St Paul’s election and vocation

We reflect today on the election and vocation of St Paul. Both the evangelist Luke, in his Acts of the Apostles, and St Paul in his letters write various times about the great event of his conversion and of Christ’s revelation to him before the gates of Damascus. “When God, who had specially chosen me while I was still in my mother’s womb, called me through his grace and chose to reveal his Son in me, so that I might preach the Good News about him to the pagans, I did not stop to discuss this with any human being” (Gal 1:15). Paul’s election to take part in the great work of evangelization, did not happen during his earthly life, but before he saw the light of day. As with the prophet Jeremiah (cf. Jer 1:5) Paul is convinced that his election took place at the beginning of his existence in his mother’s womb. There were about twenty years between his election and his encounter with Christ before the gates of Damascus. What happened in those years?
Paul had  from his youth a very strong religious yearning. Therefore he chose the most challenging interpretation of the Jewish law and became a Pharisee. He left his home town Tarsus – situated in what is today Eastern Turkey – to study theology with the highly-respected Gamaliel in Jerusalem. He followed in a very determined way the observance of the Mosaic law which one could call him a perfectionist. He described himself as ‘ardent in God’s service’ (Act 22:3). The group which had formed around Jesus and proclaimed him as the promised Messiah was considered by Paul as a dangerous threat to the purity of the Jewish faith. Consequently, he thought he had to fight this group with force. He had a heated temperament allied with a strong religious leaning and thought that he was doing good, something pleasing to God, by persecuting the first followers of Jesus.
God allowed Saul to pursue his idea. God allowed that the first Christians had to undergo suffering. What a mystery. How much must the Christians have suffered for example when one of their best, Stephen, had to suffer death for his witness to Christ. We cannot grasp God’s ways. They are wonderful, even if our minds cannot penetrate them. The very man through whom God’s faithful suffered was chosen to become the great spiritual leader of the young Church.

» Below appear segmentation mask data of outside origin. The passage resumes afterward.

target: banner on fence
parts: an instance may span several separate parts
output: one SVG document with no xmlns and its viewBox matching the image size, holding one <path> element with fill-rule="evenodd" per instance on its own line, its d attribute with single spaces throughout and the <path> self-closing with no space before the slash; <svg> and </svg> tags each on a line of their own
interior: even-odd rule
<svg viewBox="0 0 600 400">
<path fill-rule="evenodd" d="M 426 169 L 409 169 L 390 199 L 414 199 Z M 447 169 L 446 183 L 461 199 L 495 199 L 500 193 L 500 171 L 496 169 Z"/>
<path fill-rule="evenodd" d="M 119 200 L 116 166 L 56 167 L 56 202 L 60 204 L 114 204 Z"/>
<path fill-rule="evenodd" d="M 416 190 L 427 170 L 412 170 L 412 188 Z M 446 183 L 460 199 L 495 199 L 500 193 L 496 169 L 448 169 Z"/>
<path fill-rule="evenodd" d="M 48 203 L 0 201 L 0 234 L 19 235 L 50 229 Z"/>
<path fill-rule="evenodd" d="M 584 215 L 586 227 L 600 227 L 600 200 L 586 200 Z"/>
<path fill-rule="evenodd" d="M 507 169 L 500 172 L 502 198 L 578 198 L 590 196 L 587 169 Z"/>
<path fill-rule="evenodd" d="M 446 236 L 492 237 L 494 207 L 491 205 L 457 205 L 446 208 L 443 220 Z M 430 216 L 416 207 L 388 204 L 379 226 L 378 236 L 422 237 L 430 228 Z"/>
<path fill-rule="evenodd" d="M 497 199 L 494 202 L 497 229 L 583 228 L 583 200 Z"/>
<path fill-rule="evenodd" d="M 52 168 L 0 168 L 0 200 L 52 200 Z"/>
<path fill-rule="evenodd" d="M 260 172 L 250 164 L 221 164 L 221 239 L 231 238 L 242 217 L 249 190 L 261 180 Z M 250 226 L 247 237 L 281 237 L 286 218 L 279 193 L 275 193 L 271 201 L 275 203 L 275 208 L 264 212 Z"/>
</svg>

When leaving the elders in Ephesus Paul testified: “But life to me is not a thing to waste words on, provided that when I finish my race I have carried out the mission the Lord Jesus gave me – and that was to bear witness to the Good News of God’s grace” (Act 20:24). Paul was elected and chosen to give witness to the gospel of God’s grace. God ordained that his great messenger should experience first himself the mystery of God’s grace and mercy in his very existence. The one who had received grace, became the herald of grace. When Paul spoke about God’s grace and mercy, he spoke out of an overwhelming personal experience of God. Paul did not only proclaim a sublime truth, but a truth through which he had personally lived.